Il vento del Califfato non si è estinto dopo la caduta di Mosul e di Raqqa. L’uccisione di migliaia di combattenti da parte delle truppe siriane e russe non ha fermato la macchina di morte jihadista. Esistono cellule armate che in Medio Oriente, in Asia e anche in Africa stanno cercando di ricostruire la rete dell’organizzazione che ha terrorizzato il mondo intero con i suoi video degli ostaggi sgozzati. O ancora i rivali di Al Qaeda, anch’essa sconfitta dopo la morte di quasi tutti i suoi capi, ma non definitivamente. Sempre all’insegna di quella che chiamano jihad, «guerra santa» e che in realtà è un mix di odio, violenza e potere giustificati dalle parole del Corano travisate e radicalizzate. Il terrorismo islamico è tutto questo: strumentalizzazione tradizionalista del Corano (come i talebani in Afghanistan) – insegnata in certe madrasse e in certe moschee - e violenza bestiale applicata con tecniche modernissime e diffusa attraverso l’uso sapiente dei social e di altri mezzi di comunicazione.

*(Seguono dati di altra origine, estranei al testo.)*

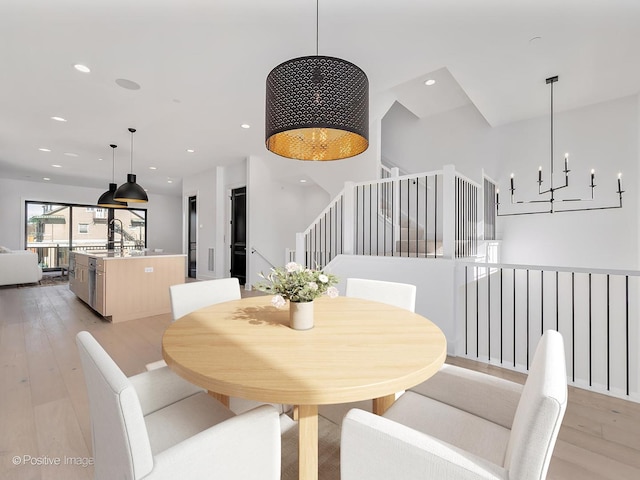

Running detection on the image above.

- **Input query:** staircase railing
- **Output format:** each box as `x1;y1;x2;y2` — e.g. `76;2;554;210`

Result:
456;262;640;401
296;166;482;268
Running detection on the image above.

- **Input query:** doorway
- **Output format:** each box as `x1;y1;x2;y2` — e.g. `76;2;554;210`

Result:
229;187;247;285
187;195;198;278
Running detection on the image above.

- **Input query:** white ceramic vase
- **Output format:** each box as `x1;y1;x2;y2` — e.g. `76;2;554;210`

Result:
289;301;313;330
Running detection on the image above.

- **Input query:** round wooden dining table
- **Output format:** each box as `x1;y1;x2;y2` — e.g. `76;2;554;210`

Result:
162;296;447;480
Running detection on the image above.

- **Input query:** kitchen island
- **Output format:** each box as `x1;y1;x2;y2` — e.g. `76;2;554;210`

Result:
69;250;186;323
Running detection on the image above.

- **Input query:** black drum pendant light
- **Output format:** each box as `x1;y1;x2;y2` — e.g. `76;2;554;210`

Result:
98;144;128;208
114;128;149;203
265;1;369;161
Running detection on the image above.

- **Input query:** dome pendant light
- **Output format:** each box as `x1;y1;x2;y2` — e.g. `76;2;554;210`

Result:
98;144;128;208
265;1;369;160
114;128;149;203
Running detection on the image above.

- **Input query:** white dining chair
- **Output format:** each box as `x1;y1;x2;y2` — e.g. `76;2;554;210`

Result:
146;277;291;420
169;277;241;321
318;278;416;425
146;277;241;370
340;330;567;480
345;278;416;312
76;332;281;480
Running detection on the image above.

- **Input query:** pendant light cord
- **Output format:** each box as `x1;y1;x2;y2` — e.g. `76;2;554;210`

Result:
129;128;136;173
109;144;118;183
551;82;554;181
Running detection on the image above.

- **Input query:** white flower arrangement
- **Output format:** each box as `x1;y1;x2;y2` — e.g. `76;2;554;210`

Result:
254;262;338;308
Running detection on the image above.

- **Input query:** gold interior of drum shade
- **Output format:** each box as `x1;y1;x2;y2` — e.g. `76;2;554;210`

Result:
266;128;369;161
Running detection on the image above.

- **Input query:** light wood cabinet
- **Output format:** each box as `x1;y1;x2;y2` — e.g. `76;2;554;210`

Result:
69;253;186;323
93;259;105;316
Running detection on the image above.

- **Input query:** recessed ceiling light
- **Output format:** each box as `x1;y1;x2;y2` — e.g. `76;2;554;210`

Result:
73;63;91;73
116;78;140;90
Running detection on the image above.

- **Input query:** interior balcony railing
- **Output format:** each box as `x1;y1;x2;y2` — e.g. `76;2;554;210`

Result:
456;262;640;401
295;165;483;268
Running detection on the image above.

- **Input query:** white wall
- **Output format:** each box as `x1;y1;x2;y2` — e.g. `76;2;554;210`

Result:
247;157;330;285
0;178;182;252
180;168;222;279
382;96;640;269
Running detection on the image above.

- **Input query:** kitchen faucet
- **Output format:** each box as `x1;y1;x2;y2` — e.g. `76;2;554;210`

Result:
109;218;124;253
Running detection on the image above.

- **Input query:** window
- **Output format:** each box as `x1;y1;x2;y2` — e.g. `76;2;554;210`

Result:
24;201;147;270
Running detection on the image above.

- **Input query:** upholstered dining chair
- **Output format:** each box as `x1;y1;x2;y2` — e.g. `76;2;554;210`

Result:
146;277;291;416
147;277;241;370
318;278;416;425
169;277;241;321
76;332;280;480
345;278;416;312
340;330;567;480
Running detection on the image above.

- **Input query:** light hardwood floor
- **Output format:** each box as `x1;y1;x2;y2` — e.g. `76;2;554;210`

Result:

I massacri di Hamas e il contesto internazionale che stiamo vivendo possono aver galvanizzato i jihadisti di mezzo Continente. È il ritorno della strategia del terrore in Europa. Su cui naturalmente vigilano l’intelligence e le forze dell’ordine dell’Unione. La prevenzione e la caccia ai terroristi negli ultimi vent’anni si è affinata per esperienza e per una serie di direttive che hanno portato i corpi di polizia a scambiarsi informazioni. Resta inquietante però il silenzio dei vari imam moderati dell’Occidente. Sono la stragrande maggioranza: ma troppo sporadicamente chiariscono l’autentico messaggio di pace del Corano. Si vorrebbe che i responsabili delle comunità islamiche, anche se non possono parlare con una sola voce (non esiste un papa islamico, come è noto) si dissociassero apertamente e un po’ più diffusamente dalla violenza brutale e dalla cultura dell’odio degli integralisti e dei terroristi per evitare ogni ambiguità.